- The Washington Times - Tuesday, May 3, 2005

Defense attorneys indicated yesterday that one of four MS-13 gang members on trial for the 2003 slaying of 17-year-old Brenda Paz will testify in court today.

U.S. District Court Judge Gerald Bruce Lee said Oscar Garcia-Orellana, 31, could testify as long as his troubles with immigration authorities were excluded.

The decision opens up the possibility of cross-examination from the other three defendants: Denis Rivera, 21, Ismael J. Cisneros, 25, and Oscar A. Grande, 21.

The four defendants are charged with killing Miss Paz, who was pregnant at the time of her slaying. The suspects are members of Mara Salvatrucha, also known as MS-13 — the largest street gang in Northern Virginia.

Rivera is accused of ordering the other three defendants from his jail cell to kill Miss Paz. At the time of her slaying, Rivera was awaiting trial in the slaying of a rival gang member.

Prosecutors say the four men knew that Miss Paz was talking to police and that she was going to be a witness in Rivera’s murder trial. Witnesses had said gang leaders placed a “green light,” or murder order, on Miss Paz.

Each of the suspects faces capital murder and four other charges, and could receive the death penalty if convicted.

Miss Paz was killed July 13, 2003. Her body was found on the banks of the Shenandoah River four days later.

Yesterday, Mr. Garcia-Orellana’s mother, Natalia Garcia, and his girlfriend Elida Viera, 29, the mother of his two sons, told a jury that neither of them knew that Mr. Garcia-Orellana was involved in a gang.
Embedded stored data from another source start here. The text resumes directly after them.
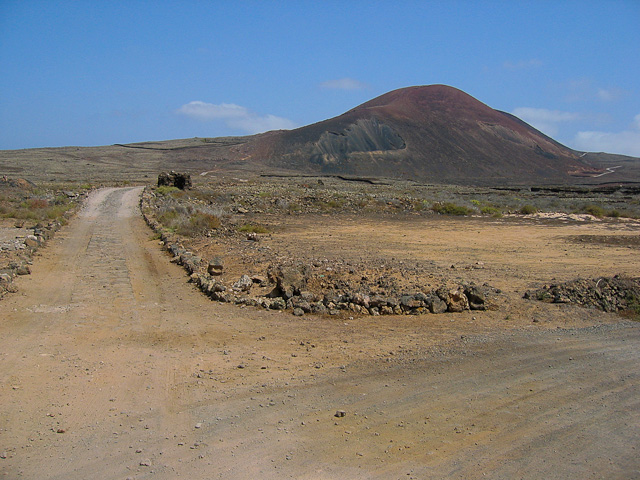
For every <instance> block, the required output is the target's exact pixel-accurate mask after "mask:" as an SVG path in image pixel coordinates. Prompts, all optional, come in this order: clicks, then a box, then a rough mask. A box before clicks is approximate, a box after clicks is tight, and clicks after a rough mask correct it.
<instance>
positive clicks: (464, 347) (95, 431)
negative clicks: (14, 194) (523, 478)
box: [0, 188, 640, 479]
mask: <svg viewBox="0 0 640 480" xmlns="http://www.w3.org/2000/svg"><path fill="white" fill-rule="evenodd" d="M139 193H140V190H139V189H135V188H125V189H104V190H100V191H98V192H96V193H95V194H94V195H93V196H92V197H90V199H89V201H88V203H87V205H86V207H85V208H84V210H83V211H82V213H81V214H80V215H79V216H78V217H77V218H75V219H74V220H73V221H72V222H71V223H70V225H69V226H68V227H66V228H65V229H64V230H63V231H62V232H61V233H60V234H59V235H58V236H57V237H56V238H55V239H54V240H53V241H52V242H51V243H50V244H49V245H48V246H47V247H46V248H45V249H44V250H42V254H41V256H39V257H38V258H37V259H36V261H35V262H34V265H33V268H32V272H33V274H32V275H31V276H30V277H28V278H21V279H20V280H19V283H18V287H19V291H20V293H19V294H14V295H11V296H9V297H7V298H5V299H4V300H3V301H2V302H0V457H1V458H0V478H7V479H15V478H23V479H45V478H47V479H125V478H132V479H142V478H158V479H174V478H190V479H210V478H309V479H318V478H320V479H331V478H362V479H365V478H380V479H389V478H466V479H468V478H494V479H495V478H504V479H512V478H527V479H534V478H535V479H538V478H557V479H567V478H576V479H578V478H580V479H584V478H607V479H612V478H619V479H623V478H624V479H629V478H640V460H639V459H640V455H639V452H638V450H637V449H638V447H639V446H640V401H639V400H638V399H639V398H640V373H639V372H640V370H639V369H638V365H640V324H638V323H632V322H629V323H625V322H622V321H621V320H619V319H618V317H614V316H612V315H606V314H597V313H594V312H589V311H586V310H581V309H579V308H577V307H571V306H567V305H563V306H555V305H552V306H548V305H536V306H528V307H526V308H525V307H522V308H520V309H519V310H517V311H522V312H524V313H522V315H520V316H518V315H515V314H513V315H512V314H511V311H508V312H506V313H507V315H505V311H504V310H501V311H498V312H474V313H473V314H472V313H471V312H467V313H463V314H459V315H455V316H452V315H429V316H424V317H393V316H388V317H376V318H374V317H366V318H361V319H358V318H356V319H350V318H340V319H336V318H331V317H327V318H321V317H312V316H309V317H302V318H298V317H293V316H291V315H289V314H286V313H279V312H272V311H262V310H257V309H240V308H237V307H233V306H230V305H225V304H217V303H213V302H211V301H209V300H208V299H206V298H205V297H203V296H202V295H200V294H199V293H198V292H197V291H196V290H195V289H193V288H192V287H191V285H189V284H188V283H187V282H186V277H185V275H184V273H183V272H182V270H180V269H179V267H177V266H175V265H173V264H170V263H169V258H168V257H167V256H166V255H165V254H164V253H163V252H162V251H161V249H160V246H159V245H158V242H157V241H156V240H153V239H152V238H151V233H150V232H149V231H148V230H147V229H146V227H145V225H144V222H143V221H142V219H141V217H140V216H139V214H138V212H137V210H136V204H137V201H138V196H139ZM501 308H507V307H501ZM531 315H535V316H536V318H537V319H539V320H540V321H538V322H537V323H535V324H532V323H531ZM507 317H510V318H508V319H507ZM556 318H559V319H561V320H556ZM337 411H344V416H341V417H336V416H335V414H336V412H337Z"/></svg>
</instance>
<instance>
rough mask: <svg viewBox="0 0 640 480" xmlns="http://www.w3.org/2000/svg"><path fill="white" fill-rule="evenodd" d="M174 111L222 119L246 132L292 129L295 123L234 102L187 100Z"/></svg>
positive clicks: (198, 119) (210, 119)
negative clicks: (243, 105)
mask: <svg viewBox="0 0 640 480" xmlns="http://www.w3.org/2000/svg"><path fill="white" fill-rule="evenodd" d="M176 113H179V114H181V115H186V116H187V117H191V118H195V119H196V120H200V121H204V122H207V121H222V122H224V123H225V125H227V126H228V127H230V128H235V129H239V130H243V131H245V132H247V133H251V134H253V133H261V132H266V131H269V130H280V129H292V128H295V127H296V124H295V123H294V122H292V121H291V120H289V119H287V118H283V117H277V116H275V115H270V114H267V115H259V114H257V113H254V112H252V111H250V110H249V109H248V108H246V107H243V106H241V105H236V104H234V103H221V104H220V105H215V104H213V103H206V102H201V101H194V102H189V103H187V104H185V105H182V106H181V107H180V108H178V109H177V110H176Z"/></svg>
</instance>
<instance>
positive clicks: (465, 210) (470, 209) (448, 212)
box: [431, 202, 473, 216]
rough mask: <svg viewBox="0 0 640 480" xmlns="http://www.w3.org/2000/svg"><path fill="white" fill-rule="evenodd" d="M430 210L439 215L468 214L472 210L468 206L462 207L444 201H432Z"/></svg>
mask: <svg viewBox="0 0 640 480" xmlns="http://www.w3.org/2000/svg"><path fill="white" fill-rule="evenodd" d="M431 210H433V211H434V212H436V213H439V214H440V215H460V216H461V215H470V214H471V213H473V210H471V209H470V208H467V207H464V206H462V205H456V204H455V203H451V202H444V203H434V204H433V205H432V206H431Z"/></svg>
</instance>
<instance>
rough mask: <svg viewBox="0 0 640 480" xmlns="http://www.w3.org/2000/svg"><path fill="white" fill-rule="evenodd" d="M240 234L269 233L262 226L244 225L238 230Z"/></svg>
mask: <svg viewBox="0 0 640 480" xmlns="http://www.w3.org/2000/svg"><path fill="white" fill-rule="evenodd" d="M238 231H239V232H241V233H269V229H268V228H267V227H265V226H263V225H251V224H249V223H246V224H244V225H242V226H241V227H239V228H238Z"/></svg>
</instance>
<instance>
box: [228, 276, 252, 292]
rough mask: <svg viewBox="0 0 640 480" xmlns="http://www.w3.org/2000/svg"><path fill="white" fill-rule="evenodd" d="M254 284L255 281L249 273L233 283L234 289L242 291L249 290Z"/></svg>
mask: <svg viewBox="0 0 640 480" xmlns="http://www.w3.org/2000/svg"><path fill="white" fill-rule="evenodd" d="M252 286H253V281H252V280H251V277H249V276H248V275H242V277H240V280H238V281H237V282H236V283H234V284H233V289H234V290H238V291H241V292H248V291H249V290H251V287H252Z"/></svg>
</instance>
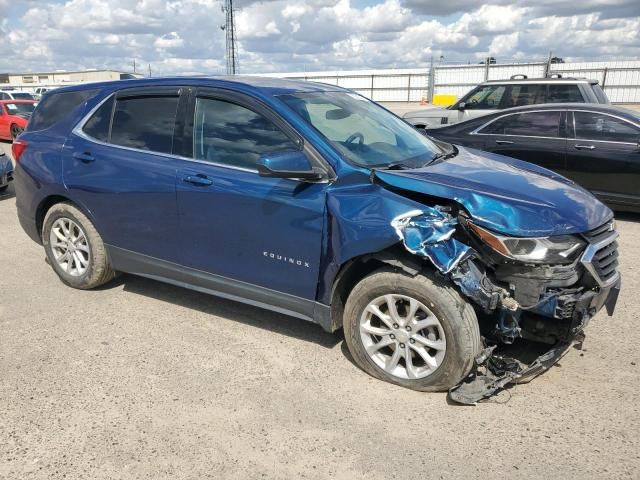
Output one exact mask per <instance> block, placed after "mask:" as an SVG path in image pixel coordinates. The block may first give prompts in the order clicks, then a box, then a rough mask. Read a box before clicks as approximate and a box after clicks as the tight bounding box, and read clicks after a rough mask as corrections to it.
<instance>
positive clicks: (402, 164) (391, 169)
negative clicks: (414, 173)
mask: <svg viewBox="0 0 640 480" xmlns="http://www.w3.org/2000/svg"><path fill="white" fill-rule="evenodd" d="M371 168H376V169H380V170H411V169H413V168H416V167H412V166H411V165H407V164H406V163H403V162H391V163H386V164H383V165H374V166H373V167H371Z"/></svg>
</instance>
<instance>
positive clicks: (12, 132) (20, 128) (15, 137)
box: [11, 123, 24, 140]
mask: <svg viewBox="0 0 640 480" xmlns="http://www.w3.org/2000/svg"><path fill="white" fill-rule="evenodd" d="M23 130H24V129H23V128H22V127H20V126H18V125H16V124H15V123H14V124H13V125H11V140H15V139H16V138H17V137H18V135H20V134H21V133H22V131H23Z"/></svg>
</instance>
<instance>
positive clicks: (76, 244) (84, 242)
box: [49, 217, 91, 277]
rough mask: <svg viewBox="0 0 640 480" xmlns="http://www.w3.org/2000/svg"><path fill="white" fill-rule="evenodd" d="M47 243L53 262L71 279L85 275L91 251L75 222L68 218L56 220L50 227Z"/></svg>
mask: <svg viewBox="0 0 640 480" xmlns="http://www.w3.org/2000/svg"><path fill="white" fill-rule="evenodd" d="M49 243H50V245H51V251H52V252H53V257H54V260H55V261H56V263H57V264H58V266H59V267H60V268H61V269H62V270H63V271H65V272H66V273H68V274H69V275H71V276H72V277H80V276H82V275H84V274H85V273H86V271H87V269H88V268H89V262H90V258H91V256H90V255H91V251H90V249H89V242H88V241H87V236H86V235H85V233H84V231H83V230H82V228H80V226H79V225H78V224H77V223H76V222H74V221H73V220H71V219H69V218H64V217H63V218H58V219H57V220H56V221H55V222H54V223H53V225H52V226H51V233H50V234H49Z"/></svg>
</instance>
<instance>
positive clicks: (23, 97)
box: [0, 89, 35, 100]
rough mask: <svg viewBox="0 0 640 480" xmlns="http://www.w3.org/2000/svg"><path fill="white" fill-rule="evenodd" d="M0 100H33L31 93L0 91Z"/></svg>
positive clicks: (10, 90) (16, 91) (19, 90)
mask: <svg viewBox="0 0 640 480" xmlns="http://www.w3.org/2000/svg"><path fill="white" fill-rule="evenodd" d="M0 100H35V97H34V96H33V94H32V93H31V92H25V91H22V90H15V89H11V90H0Z"/></svg>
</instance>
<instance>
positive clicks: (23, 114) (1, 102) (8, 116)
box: [0, 100, 38, 140]
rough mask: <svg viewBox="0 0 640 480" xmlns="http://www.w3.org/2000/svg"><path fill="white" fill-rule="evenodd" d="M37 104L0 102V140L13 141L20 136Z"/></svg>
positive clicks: (19, 102) (6, 101)
mask: <svg viewBox="0 0 640 480" xmlns="http://www.w3.org/2000/svg"><path fill="white" fill-rule="evenodd" d="M37 104H38V102H34V101H33V100H2V101H0V138H1V139H4V140H13V139H14V138H16V137H17V136H18V135H20V134H21V133H22V131H23V130H24V129H25V127H26V126H27V123H28V122H29V119H30V118H31V114H32V113H33V109H34V108H36V105H37Z"/></svg>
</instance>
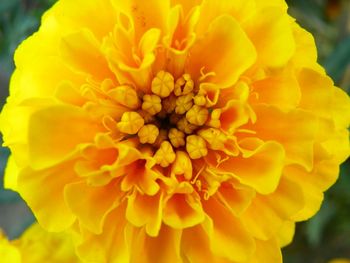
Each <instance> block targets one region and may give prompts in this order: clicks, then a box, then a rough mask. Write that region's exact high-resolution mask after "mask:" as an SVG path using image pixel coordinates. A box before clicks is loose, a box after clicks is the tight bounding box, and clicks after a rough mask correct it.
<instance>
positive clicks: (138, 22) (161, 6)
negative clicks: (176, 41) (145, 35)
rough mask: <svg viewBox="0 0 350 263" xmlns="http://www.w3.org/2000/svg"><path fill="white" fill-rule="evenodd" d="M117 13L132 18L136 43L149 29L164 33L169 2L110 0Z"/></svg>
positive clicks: (164, 1)
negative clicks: (113, 5)
mask: <svg viewBox="0 0 350 263" xmlns="http://www.w3.org/2000/svg"><path fill="white" fill-rule="evenodd" d="M111 2H112V3H113V5H114V6H115V8H116V9H117V10H118V11H122V12H124V13H126V14H127V15H129V16H130V17H131V18H132V22H133V25H134V29H135V39H136V42H138V41H139V40H140V39H141V37H142V35H143V33H144V32H146V31H147V30H149V29H151V28H159V29H160V30H161V31H162V32H165V28H166V20H167V17H168V13H169V11H170V0H164V1H158V0H149V1H147V2H145V1H142V0H131V1H124V0H111Z"/></svg>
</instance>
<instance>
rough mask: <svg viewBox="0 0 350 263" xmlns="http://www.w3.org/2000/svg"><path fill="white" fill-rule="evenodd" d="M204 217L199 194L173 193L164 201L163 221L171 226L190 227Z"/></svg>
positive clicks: (191, 226) (176, 227) (201, 204)
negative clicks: (170, 195)
mask: <svg viewBox="0 0 350 263" xmlns="http://www.w3.org/2000/svg"><path fill="white" fill-rule="evenodd" d="M204 218H205V217H204V212H203V209H202V204H201V202H200V200H199V196H196V195H190V194H174V195H172V196H171V197H170V198H169V199H168V200H166V201H165V205H164V210H163V221H164V223H165V224H166V225H168V226H170V227H172V228H175V229H182V228H188V227H192V226H195V225H197V224H200V223H201V222H203V221H204Z"/></svg>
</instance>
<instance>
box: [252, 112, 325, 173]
mask: <svg viewBox="0 0 350 263" xmlns="http://www.w3.org/2000/svg"><path fill="white" fill-rule="evenodd" d="M254 111H255V112H256V114H257V122H256V123H255V124H254V125H253V126H247V127H248V129H253V130H254V131H256V132H257V133H256V136H257V137H258V138H261V139H263V140H275V141H278V142H279V143H281V144H282V145H283V147H284V149H285V152H286V161H287V163H296V164H300V165H302V166H304V167H305V168H306V169H308V170H310V169H312V166H313V154H314V153H313V151H314V148H313V147H314V142H315V134H316V132H317V130H318V121H317V118H315V117H314V116H313V115H312V114H311V113H308V112H306V111H304V110H300V109H297V110H293V111H289V112H284V111H282V110H279V109H277V108H275V107H272V106H265V105H260V106H257V107H255V108H254ZM253 127H254V128H253Z"/></svg>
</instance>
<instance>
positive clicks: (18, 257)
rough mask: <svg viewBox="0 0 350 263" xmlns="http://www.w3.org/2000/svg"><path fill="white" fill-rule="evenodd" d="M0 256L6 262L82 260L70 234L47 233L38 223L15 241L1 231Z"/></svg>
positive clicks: (65, 261) (31, 261)
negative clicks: (78, 255) (70, 237)
mask: <svg viewBox="0 0 350 263" xmlns="http://www.w3.org/2000/svg"><path fill="white" fill-rule="evenodd" d="M0 258H1V262H4V263H21V262H24V263H41V262H50V263H78V262H80V260H79V259H78V258H77V256H76V255H75V252H74V247H73V243H72V241H71V240H70V237H69V236H68V235H65V234H54V233H47V232H45V230H43V229H42V228H41V227H40V226H39V225H38V224H33V225H32V226H31V227H29V228H28V229H27V230H26V231H25V232H24V234H23V235H22V236H21V237H20V238H19V239H16V240H13V241H8V240H7V239H6V237H5V236H4V235H3V234H2V233H1V232H0Z"/></svg>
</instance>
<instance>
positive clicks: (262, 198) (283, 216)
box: [242, 177, 305, 240]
Mrs. Garcia said through a Spanish interpreter that her son came from El Salvador five years after she did in 1993, and worked at several jobs, including McDonald’s and Red Lobster restaurants.

She told the jury that he lived near her apartment in Fairfax Circle and that she saw him almost every day. She said she never saw him with a knife or any other weapon, nor did she have any hint he was an MS-13 member.

“He is a very good father,” a tearful Mrs. Garcia testified.

Miss Viera, also wiping her eyes and testifying through a Spanish interpreter, said she also had no clue that Mr. Garcia-Orellana was a gang member, although she had met several other members, including Mr. Cisneros.

Under cross-examination, Assistant U.S. Attorney Ronald L. Walutes reminded Miss Viera of a telephone conversation she had with Mr. Garcia-Orellana on Feb. 18, 2004. That conversation was recorded.

“I don’t remember this,” Miss Viera told the jury after Mr. Walutes read Mr. Garcia-Orellana’s telephone order to only “talk with [Cisneros], but no one else. No one else. Absolutely no one else.

“I can send them to hell. Do you understand,” Mr. Garcia-Orellana was recorded as saying on the tape.